The tranfformation is happening in AWS Glue Spark job. In the example below I group rows by “item_guid” and “item_name” and aggregate “option” column into a collection set. A collection set is an array, however later I will need to map it to a Postgres database and I need to make that array into a string. Thus,
array_to_string_df = grouped_df.withColumn("option", concat_ws(',', col("option")))
will transform options into comma separated strings. However, for the Postgres which column for options has type text[], the string must be enclosed into curly braces and should look like: {90000,86000,81000}
The question: How can I in the latest step of transformation make options value into “{90000,86000,81000}” enclosed string? It seems like a simple trick but I couln't come up with an elegant solution to solve it.
Code Example:
from pyspark.sql.functions import collect_list, collect_set, concat_ws, col, lit
simpleData = [("001","1122","YPIA_PROD",90000),
("002","1122","YPIA_PROD",86000),
("003","1122","YPIA_PROD",81000),
("004","1122","YPIA_ABC",90000),
("005","1133","YPIA_PROD",99000),
("006","1133","YPIA_PROD",83000),
("007","1144","YPIA_PROD",79000),
("008","1144","YPIA_PROD",80000),
("009","1144","YPIA_ABC",91000)
]
rrd = spark.sparkContext.parallelize(simpleData)
df = rrd.toDF(["id","item_guid","item_name","option"])
df.show()
grouped_df = df.groupby("item_guid", "item_name").agg(collect_set("option").alias("option"))

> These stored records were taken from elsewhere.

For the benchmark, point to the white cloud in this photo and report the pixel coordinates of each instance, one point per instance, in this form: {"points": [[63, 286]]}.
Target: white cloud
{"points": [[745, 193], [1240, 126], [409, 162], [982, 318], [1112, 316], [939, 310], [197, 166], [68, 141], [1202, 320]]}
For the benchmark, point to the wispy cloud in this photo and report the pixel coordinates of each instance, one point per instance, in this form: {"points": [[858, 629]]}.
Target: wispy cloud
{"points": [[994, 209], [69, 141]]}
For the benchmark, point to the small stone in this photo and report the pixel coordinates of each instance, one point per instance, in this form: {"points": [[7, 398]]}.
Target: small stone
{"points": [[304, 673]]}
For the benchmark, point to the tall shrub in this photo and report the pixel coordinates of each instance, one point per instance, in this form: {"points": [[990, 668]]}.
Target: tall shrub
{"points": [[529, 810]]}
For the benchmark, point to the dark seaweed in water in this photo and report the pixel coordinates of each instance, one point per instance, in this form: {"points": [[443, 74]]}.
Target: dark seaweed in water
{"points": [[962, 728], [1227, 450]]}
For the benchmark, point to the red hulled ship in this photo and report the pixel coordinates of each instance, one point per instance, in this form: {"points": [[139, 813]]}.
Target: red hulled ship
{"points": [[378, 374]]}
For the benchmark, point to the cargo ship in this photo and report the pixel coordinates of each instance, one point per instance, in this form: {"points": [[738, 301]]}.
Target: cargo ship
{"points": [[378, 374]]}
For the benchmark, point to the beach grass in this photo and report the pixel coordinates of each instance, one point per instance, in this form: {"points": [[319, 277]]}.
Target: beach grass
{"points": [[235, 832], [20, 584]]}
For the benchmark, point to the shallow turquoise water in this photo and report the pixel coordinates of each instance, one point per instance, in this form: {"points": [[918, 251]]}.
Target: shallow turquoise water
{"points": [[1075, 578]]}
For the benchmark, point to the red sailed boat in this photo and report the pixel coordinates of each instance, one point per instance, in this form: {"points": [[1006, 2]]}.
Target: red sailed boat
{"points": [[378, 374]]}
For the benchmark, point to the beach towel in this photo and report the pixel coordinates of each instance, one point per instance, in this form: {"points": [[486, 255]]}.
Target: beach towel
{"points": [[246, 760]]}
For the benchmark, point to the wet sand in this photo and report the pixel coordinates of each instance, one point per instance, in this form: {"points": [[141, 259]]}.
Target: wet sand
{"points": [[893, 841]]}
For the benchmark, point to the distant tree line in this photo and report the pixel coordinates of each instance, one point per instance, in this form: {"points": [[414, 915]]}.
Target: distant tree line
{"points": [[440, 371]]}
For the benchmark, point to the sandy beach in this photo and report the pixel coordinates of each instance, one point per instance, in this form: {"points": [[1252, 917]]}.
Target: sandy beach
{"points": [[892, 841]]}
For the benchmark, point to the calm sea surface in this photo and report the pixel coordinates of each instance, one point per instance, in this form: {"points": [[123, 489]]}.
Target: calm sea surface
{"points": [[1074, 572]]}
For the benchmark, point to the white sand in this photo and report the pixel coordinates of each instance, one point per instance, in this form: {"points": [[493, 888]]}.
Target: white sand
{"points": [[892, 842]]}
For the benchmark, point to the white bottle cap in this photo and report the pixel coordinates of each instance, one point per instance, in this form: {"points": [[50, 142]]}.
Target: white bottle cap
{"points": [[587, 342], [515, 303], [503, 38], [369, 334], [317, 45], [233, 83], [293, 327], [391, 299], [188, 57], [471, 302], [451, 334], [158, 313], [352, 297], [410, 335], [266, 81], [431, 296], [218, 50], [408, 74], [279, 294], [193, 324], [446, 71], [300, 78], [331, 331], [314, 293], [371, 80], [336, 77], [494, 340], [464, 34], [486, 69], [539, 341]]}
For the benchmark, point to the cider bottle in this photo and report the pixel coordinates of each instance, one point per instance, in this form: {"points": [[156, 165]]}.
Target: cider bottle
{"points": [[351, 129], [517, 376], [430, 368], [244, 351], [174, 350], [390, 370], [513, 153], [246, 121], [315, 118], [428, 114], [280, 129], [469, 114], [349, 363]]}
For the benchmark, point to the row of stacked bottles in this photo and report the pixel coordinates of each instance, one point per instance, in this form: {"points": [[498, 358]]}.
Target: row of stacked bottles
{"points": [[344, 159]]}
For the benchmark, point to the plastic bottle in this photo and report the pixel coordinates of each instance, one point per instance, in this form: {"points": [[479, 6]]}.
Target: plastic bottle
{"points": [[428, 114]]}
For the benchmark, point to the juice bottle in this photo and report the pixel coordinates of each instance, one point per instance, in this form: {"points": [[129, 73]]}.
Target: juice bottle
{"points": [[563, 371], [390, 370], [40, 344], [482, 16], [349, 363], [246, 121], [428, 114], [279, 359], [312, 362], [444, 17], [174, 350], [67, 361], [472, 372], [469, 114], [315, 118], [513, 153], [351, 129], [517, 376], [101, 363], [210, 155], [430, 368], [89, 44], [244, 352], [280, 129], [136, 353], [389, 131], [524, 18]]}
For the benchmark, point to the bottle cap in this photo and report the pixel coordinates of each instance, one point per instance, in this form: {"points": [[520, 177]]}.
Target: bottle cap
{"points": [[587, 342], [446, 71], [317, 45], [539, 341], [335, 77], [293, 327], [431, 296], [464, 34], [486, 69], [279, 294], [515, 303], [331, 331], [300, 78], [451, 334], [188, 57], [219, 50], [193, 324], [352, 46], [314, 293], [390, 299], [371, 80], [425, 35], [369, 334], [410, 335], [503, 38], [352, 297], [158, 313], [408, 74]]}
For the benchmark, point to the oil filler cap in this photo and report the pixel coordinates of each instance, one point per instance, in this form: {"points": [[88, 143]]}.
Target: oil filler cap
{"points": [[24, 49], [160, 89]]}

array_to_string_df = grouped_df.withColumn("option", concat_ws(',', col("option")))
grouped_df.show()
array_to_string_df.show()
DF show output:
+---+----------+---------+------+
| id| item_guid|item_name|option|
+---+----------+---------+------+
|001| 1122|YPIA_PROD| 90000|
|002| 1122|YPIA_PROD| 86000|
|003| 1122|YPIA_PROD| 81000|
|004| 1122| YPIA_ABC| 90000|
|005| 1133|YPIA_PROD| 99000|
|006| 1133|YPIA_PROD| 83000|
|007| 1144|YPIA_PROD| 79000|
|008| 1144|YPIA_PROD| 80000|
|009| 1144| YPIA_ABC| 91000|
+---+----------+---------+------+
+----------+---------+--------------------+
| item_guid|item_name| option|
+----------+---------+--------------------+
| 1133|YPIA_PROD| [83000, 99000]|
| 1122|YPIA_PROD|[90000, 86000, 81...|
| 1122| YPIA_ABC| [90000]|
| 1144|YPIA_PROD| [79000, 80000]|
| 1144| YPIA_ABC| [91000]|
+----------+---------+--------------------+
+----------+---------+-----------------+
|item_guid |item_name| option|
+----------+---------+-----------------+
| 1133|YPIA_PROD| 83000,99000|
| 1122|YPIA_PROD|90000,86000,81000|
| 1122| YPIA_ABC| 90000|
| 1144|YPIA_PROD| 79000,80000|
| 1144| YPIA_ABC| 91000|
+----------+---------+-----------------+
from pyspark.sql.functions import collect_list, collect_set,concat, concat_ws,
col, lit
simpleData = [("001","1122","YPIA_PROD",90000),
("002","1122","YPIA_PROD",86000),
("003","1122","YPIA_PROD",81000),
("004","1122","YPIA_ABC",90000),
("005","1133","YPIA_PROD",99000),
("006","1133","YPIA_PROD",83000),
("007","1144","YPIA_PROD",79000),
("008","1144","YPIA_PROD",80000),
("009","1144","YPIA_ABC",91000)
]
schema = ["id","item_guid","item_name","option"]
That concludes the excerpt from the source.